Domain Adaptation for Fear of Heights Classification in a VR Environment Based on EEG and ECG

Three levels of fear of heights were detected in subjects with different severities of acrophobia, based on the electroencephalographic (EEG) and electrocardiographic (ECG) signals. The study aims to demonstrate the feasibility of a data-fusion-based method for real-time assessment of the fear of heights intensity to integrate into adaptive Virtual Reality Exposure Therapy for acrophobia. The generalization performance of classification tasks on fear states is improved by exploiting both trait-based clustering and Domain Adaptation methods. Participants were gradually exposed to increasing height levels through a Virtual Reality (VR) scenario representing a canyon.

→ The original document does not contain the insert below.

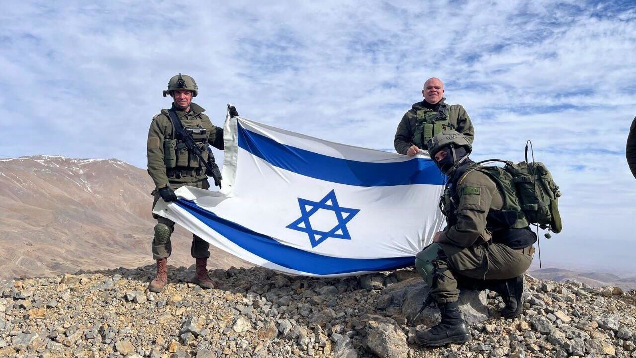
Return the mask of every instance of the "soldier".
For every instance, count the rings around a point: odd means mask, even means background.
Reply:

The initial severity of fear of heights, the level of distress at each height, and the anxiety level before and after the exposure were assessed through the Acrophobia Questionnaire, the Subjective Unit of Distress, and the State and Trait Anxiety Inventory, respectively. The Simulator Sickness Questionnaire was administered to exclude possible motion sickness interference in the experiment. The EEG and ECG signals were acquired through a 32-channel headset and 1 Lead ECG derivation during the exposure to the eliciting VR scenario. Four classifiers (i.e. Support Vector Machines, Deep Neural Networks, Random Forests, and k-Nearest Neighbors) were adopted in the experimental environment. Preliminary tests were performed in a within-subject experiment, achieving the best classification accuracy of 87.1%±7.8% with a Deep Neural Network. As the cross-subject approach is concerned, three strategies, namely Domain Adaptation (DA), data fusion (combining EEG with ECG), and participant clustering (based on the acrophobia severity), were evaluated. DA resulted in the most effective strategies by determining an improvement of more than 20 % in classification accuracy. Random Forest performed the best classification accuracy for the severe acrophobia cluster with a mean of 63.6% and a standard deviation of 13.4% over three classes by exploiting Stratified Normalization.